Maria Vittoria Cubellis
University of Naples, Italy
Title: Workshop on Disease specific databases for personalized medicine: Fabry disease as a case of study
Biography
Biography: Maria Vittoria Cubellis
Abstract
Next generation sequencing of all exons will become common also for symptomless people in the near future. Since we all have approximately 20000 variants, differentiation among non-pathological, mild or deleterious mutations will be necessary. We will show how disease specific databases and predictive tools can be precious for personalized diagnosis and therapy. The analysis of sequence conservation among orthologous proteins, even in the absence of structural information on the human protein, can be sufficient to identify severely pathological mutations, but training sets represent the weak point in the development of prediction tools. At present more than 70000 missense mutations have been reported, with 7 variants per protein on average, but at least 70 cases more than 100 variants are known. A quantitative phenotype can be associated to mutants measuring the residual activity or the stability of proteins expressed by transient transfection. In this case it can be possible to predict the severity of the mutation quantitatively. This implies that in many cases it is possible to develop disease specific predictive tools.
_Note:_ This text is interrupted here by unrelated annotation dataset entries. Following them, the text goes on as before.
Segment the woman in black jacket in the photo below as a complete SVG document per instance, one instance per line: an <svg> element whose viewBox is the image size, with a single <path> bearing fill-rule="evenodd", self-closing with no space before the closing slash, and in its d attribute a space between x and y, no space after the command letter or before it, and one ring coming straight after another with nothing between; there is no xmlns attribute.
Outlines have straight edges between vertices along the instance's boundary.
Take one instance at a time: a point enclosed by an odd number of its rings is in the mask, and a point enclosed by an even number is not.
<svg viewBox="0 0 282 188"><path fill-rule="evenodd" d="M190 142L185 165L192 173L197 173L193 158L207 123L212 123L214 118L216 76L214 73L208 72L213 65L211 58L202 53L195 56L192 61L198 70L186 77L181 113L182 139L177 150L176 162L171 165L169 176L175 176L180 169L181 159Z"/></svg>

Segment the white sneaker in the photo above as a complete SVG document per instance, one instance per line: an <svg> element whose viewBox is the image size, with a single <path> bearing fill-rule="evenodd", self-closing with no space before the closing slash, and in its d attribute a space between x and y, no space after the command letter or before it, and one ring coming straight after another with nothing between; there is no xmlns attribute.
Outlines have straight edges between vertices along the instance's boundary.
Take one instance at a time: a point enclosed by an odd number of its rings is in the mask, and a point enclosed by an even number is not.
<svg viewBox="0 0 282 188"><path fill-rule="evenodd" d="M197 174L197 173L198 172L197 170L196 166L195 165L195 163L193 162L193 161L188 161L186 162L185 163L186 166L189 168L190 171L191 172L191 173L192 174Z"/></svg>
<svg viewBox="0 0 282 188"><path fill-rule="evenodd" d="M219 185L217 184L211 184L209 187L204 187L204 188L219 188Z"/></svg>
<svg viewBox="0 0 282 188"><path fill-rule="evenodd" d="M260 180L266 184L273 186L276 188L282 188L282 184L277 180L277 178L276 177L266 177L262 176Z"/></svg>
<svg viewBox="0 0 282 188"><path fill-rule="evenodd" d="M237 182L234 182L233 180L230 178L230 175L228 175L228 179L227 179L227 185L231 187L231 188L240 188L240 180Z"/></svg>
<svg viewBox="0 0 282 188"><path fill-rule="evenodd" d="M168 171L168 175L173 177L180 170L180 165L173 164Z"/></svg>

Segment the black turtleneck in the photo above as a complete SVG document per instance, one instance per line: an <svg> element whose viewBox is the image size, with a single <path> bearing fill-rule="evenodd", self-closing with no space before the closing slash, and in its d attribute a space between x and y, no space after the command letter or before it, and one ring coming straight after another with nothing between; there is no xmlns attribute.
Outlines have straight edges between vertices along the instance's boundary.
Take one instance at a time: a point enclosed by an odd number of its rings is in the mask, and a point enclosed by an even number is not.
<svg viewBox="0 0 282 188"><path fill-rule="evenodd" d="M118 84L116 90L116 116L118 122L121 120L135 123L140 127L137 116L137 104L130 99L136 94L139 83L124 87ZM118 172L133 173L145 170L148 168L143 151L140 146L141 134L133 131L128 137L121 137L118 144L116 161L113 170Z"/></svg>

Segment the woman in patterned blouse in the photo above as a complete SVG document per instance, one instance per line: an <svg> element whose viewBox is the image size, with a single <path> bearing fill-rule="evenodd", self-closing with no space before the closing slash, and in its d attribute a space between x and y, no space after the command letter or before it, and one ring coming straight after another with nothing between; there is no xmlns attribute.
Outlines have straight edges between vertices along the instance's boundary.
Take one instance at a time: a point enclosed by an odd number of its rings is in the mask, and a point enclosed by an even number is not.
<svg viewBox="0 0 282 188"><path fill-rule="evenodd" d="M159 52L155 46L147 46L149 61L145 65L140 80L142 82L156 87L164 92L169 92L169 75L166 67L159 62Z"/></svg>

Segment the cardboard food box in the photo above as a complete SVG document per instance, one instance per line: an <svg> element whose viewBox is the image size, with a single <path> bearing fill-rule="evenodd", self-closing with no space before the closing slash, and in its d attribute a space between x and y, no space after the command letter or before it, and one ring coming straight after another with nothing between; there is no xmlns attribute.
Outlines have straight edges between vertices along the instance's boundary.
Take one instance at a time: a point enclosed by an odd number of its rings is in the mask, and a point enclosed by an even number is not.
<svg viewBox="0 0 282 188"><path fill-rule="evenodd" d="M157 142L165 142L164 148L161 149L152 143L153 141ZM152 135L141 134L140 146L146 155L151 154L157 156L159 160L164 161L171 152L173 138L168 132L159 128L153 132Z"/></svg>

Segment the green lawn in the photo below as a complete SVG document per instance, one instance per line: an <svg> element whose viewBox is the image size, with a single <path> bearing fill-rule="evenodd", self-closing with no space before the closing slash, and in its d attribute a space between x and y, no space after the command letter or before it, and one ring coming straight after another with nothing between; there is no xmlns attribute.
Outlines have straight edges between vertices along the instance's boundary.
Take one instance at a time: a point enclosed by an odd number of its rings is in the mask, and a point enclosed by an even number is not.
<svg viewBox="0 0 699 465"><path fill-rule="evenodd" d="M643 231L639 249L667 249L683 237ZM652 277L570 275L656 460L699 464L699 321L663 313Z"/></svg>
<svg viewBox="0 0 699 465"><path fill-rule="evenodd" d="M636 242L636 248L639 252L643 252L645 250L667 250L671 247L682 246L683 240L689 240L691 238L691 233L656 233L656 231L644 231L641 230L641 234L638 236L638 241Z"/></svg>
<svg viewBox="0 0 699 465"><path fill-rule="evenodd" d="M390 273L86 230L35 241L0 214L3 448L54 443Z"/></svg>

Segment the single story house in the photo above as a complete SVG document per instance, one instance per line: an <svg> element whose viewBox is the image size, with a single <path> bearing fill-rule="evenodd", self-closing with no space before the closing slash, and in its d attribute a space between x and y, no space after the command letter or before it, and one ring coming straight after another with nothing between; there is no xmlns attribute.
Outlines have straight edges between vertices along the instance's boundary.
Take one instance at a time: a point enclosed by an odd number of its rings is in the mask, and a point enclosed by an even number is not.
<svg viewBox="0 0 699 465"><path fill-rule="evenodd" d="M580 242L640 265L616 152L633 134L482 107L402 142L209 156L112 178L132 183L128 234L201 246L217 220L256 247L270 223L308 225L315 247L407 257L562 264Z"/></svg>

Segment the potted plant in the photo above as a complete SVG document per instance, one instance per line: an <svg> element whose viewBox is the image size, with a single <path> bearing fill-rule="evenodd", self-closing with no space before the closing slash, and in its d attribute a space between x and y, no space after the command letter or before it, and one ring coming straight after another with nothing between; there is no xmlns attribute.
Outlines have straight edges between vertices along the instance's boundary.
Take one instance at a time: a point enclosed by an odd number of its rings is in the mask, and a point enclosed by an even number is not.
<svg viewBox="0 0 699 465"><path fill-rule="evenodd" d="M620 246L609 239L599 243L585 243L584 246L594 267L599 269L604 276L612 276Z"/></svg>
Lysosomal alpha galactosidase, which is associated to Fabry disease, represents a good case to test the effectiveness of specific tools that allow predictions scored according to severity. More than 380 missense mutations are known and for 305 the residual activity in cells has been assessed. For the deficiency of lysosomal alpha galactosidase, disease specific predictive tools can also be exploited to estimate responsiveness to specific drugs such as pharmacological chaperones.